In a bold escalation of Poland’s political rift, the government under Prime Minister Donald Tusk has reintroduced the exact same cryptocurrency regulation bill vetoed by President Karol Nawrocki—without a single comma changed—intensifying clashes over EU compliance and national security. This move, filed on December 10, 2025, by the ruling coalition’s Polska2050 party as “Bill 2050,” restarts the legislative process after a failed veto override, leaving Poland as the EU’s sole holdout on MiCA implementation ahead of the July 2026 deadline.

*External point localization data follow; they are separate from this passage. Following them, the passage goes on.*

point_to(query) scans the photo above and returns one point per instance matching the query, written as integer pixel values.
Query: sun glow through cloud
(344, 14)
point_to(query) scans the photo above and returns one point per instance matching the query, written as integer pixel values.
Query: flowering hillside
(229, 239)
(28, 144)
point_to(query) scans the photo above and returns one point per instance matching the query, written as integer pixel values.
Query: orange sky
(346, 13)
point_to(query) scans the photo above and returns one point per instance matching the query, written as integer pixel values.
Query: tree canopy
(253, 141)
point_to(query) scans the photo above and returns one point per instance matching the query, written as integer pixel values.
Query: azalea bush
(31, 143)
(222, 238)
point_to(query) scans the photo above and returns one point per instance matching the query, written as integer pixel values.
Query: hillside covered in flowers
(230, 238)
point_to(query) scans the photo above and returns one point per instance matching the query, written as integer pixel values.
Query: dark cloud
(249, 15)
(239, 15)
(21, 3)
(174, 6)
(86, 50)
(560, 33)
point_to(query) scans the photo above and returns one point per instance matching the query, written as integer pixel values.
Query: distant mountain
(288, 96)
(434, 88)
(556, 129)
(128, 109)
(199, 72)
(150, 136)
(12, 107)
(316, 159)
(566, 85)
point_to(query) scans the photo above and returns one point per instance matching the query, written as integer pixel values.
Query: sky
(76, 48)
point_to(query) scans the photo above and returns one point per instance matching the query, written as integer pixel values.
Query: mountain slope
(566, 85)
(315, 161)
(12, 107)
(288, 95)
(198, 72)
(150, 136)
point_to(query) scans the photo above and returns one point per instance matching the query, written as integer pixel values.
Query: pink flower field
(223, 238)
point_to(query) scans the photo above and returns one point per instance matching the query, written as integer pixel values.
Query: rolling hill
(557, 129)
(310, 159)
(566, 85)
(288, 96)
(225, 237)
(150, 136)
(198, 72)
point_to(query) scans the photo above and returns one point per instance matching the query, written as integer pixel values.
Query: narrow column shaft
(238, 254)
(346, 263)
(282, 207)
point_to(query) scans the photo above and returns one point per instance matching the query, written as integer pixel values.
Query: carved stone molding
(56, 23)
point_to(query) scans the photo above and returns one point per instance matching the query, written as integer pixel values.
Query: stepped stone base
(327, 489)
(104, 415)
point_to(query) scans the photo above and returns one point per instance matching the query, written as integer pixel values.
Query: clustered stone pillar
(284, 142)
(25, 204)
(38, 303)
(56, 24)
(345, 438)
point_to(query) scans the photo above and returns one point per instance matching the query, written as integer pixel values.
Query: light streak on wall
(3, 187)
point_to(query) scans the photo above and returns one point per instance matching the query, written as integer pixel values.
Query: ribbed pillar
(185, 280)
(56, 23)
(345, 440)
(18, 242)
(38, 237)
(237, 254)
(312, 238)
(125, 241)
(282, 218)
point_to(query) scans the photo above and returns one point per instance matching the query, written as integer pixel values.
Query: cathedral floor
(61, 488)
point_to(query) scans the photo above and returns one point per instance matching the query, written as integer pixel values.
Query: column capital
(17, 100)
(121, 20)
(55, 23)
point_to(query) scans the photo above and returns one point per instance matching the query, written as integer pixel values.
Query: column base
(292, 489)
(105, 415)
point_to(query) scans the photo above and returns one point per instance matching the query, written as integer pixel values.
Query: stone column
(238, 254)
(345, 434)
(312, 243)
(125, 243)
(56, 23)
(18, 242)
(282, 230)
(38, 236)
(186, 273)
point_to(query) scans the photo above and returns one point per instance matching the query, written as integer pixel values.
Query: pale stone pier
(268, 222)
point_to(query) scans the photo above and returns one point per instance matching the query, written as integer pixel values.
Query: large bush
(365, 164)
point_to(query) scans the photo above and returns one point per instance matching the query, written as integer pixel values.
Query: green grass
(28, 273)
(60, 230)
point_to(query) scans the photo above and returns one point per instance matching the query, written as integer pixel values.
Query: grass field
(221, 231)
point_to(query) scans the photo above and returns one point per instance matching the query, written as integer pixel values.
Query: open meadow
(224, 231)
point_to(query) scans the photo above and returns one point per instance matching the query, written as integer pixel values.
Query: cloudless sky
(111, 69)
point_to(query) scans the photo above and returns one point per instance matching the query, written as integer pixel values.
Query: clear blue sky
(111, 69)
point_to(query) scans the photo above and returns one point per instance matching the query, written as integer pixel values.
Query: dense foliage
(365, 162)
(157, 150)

A Fiery Clash on Crypto Oversight

Nawrocki vetoed the 84-page Crypto-Asset Market Act on December 1, decrying its “onerous” provisions as threats to civil liberties, property rights, and market stability. Key objections included opaque website-blocking powers for the Financial Supervision Authority (KNF), excessive licensing fees, and a sheer volume exceeding slimmer laws in Hungary or Czechia—potentially driving firms abroad and stifling innovation. The Sejm’s December 5 attempt to override with a three-fifths majority fell 18 votes short, despite Tusk’s classified briefing on Russian-linked threats.

Government’s Security-Driven Defiance

Tusk’s administration insists the bill is vital for MiCA alignment, empowering KNF oversight, imposing AML controls, and introducing criminal penalties for crypto offenses. They cite over 100 entities tied to Russia and Belarus infiltrating Poland’s crypto registry—used for espionage and laundering—arguing delays risk EU fines and a regulatory vacuum endangering consumers. Spokesman Adam Szłapka dismissed revisions, claiming a recent security briefing may sway Nawrocki against another veto.

Opposition and industry voices, including Zondacrypto’s CEO, warn the “destructive” rules could criminalize blockchain development and erode Poland’s thriving sector—eighth in Europe for crypto inflows, with 50% YoY transaction growth.

Uncertain Path Forward

The refiled bill heads back to the Sejm for debate, potentially forcing another veto showdown or negotiations for a lighter “MiCA+0” version. For Poland’s 3 million crypto users, this deadlock spells prolonged uncertainty: delayed licensing, wary banks, and stalled fintech launches amid Europe’s accelerating adoption.

Yet, the government’s tenacity underscores a pro-regulation resolve—balancing security against innovation in a high-stakes EU race.